На ночь его запирали в чулане. Здесь, на сколоченной из ящиков кровати, он проводил годы, вперившись в темноту, слушая, как шагают по крыше короткие южные дожди, ловя ртом затхлый воздух, окропляя джунгли обоев кровью битых комаров. Его пристраивали в воскресную школу, но там от него отказались: он сидел, точно мертвый, уставившись в одну точку, не замечая учителей. И чему они могли его научить? Складывать слова он умел несравнимо лучше…
Но это — история отверженного, калеки из пыльного южнорусского захолустья; подлинная история Сильвестра Ведуна начинается позже.
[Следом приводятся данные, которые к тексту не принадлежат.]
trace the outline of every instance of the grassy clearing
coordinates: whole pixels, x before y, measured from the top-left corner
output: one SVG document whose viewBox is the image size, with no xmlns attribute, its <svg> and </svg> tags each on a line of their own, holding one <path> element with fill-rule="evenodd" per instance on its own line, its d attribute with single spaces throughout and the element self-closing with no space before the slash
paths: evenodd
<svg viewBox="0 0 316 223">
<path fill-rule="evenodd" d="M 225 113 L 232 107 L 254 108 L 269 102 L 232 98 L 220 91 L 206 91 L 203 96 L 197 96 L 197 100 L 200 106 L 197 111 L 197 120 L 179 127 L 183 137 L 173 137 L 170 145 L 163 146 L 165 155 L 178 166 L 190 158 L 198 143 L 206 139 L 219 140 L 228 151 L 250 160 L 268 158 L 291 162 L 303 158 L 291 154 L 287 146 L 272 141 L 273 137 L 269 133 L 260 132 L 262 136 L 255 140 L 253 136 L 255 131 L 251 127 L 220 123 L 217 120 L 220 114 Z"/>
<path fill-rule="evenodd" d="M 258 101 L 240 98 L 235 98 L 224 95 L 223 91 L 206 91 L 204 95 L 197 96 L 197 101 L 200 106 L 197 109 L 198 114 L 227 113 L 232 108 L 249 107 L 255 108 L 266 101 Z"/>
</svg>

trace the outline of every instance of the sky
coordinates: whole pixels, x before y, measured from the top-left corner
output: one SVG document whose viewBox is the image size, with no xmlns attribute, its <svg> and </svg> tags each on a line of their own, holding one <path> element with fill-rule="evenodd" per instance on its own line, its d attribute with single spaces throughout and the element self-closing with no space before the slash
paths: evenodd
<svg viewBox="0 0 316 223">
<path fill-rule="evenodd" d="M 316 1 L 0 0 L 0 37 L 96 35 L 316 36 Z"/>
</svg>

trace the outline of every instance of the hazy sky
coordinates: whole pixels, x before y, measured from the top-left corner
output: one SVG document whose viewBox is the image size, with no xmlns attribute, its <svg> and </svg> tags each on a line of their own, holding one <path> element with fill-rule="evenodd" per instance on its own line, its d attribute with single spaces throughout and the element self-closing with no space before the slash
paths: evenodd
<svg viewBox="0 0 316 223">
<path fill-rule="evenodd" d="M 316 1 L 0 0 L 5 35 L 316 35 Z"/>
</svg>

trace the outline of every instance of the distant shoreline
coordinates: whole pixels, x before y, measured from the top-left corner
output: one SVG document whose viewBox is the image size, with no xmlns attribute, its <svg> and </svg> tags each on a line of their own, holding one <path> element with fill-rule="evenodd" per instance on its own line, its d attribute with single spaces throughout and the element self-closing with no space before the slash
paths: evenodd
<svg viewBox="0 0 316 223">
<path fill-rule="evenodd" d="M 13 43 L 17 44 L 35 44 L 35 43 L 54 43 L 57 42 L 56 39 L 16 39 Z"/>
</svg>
Однажды в кабак заглянул Серж Чаинский, поэт и местная знаменитость. Он был в приподнятом настроении: ему заказали оду на смерть городского землемера и уже выплатили аванс. Яркое солнце било в низкое, засиженное мухами окно, сверкая лучиками на пыли, разливая кругом томленье и лень. Чаинский одернул фрак, отложив в сторону трость и неуместный в жару цилиндр, велел подать перо, бумагу, штоф анисовой, распорядился насчет закуски. Вслед нескладной фигуре, исчезающей в сизом кухонном дыму, сдвинул серебрившееся брови, уперев локти, охватил ладонями лицо. Его ноздри кокаиниста трепетали: он уже чувствовал легкое возбуждение — приближение поэтической лихорадки, которую зовут вдохновением… Чаинский опрокинул водки, зацепил вилкой холодного языка и размашистым почерком стал набрасывать рифмованную чепуху. Дело ладилось, он уже заметно опьянел. И тут с переменой блюд перед ним опять возник половой. «Че–а–ек… — Чаинский смотрел невидящим взором сквозь этого уродливого подростка, с белесым, вылинявшим полотенцем наперевес. — Вот послушай…». Сильвестра для него не существовало, ему был важен он сам, его монолог, он мог равно обратиться к дубу, камню или волнующемуся прибою. Растягивая слова и картинно жестикулируя, он прочитал: «Звезда уснула — и диво: рыдает морская грива… Как ненужный кадастр, у гроба букет белых астр…». Второй строчкой он особенно гордился, сделал паузу, переводя дыхание. Губы полового издевательски скривились, он хрипло рассмеялся. Чаинский вздрогнул, это было жутко, как хохот мертворожденного. Не отпуская злобной ухмылки, калека произнес скороговоркой с десяток слов скрипучим, каркающим голосом. Мгновенье — и мир Чаинского рухнул, его прежние представления о поэзии растаяли медузой на солнце, растворились в колдовских модуляциях, он стал их пленником, узником Сильвестровой ворожбы. В это мгновенье — вечность — у него вспыхнули картины его детства: разбитая горничной чашка, кусачий кактус в углу гостиной, эхо обеденного колокольчика; отразившись таинственным образом в словах Сильвестра, ему представилась вся его жизнь стремительной волной, которая уперлась теперь в берег этого мгновенья, разбившись о камни Сильвестровых чар.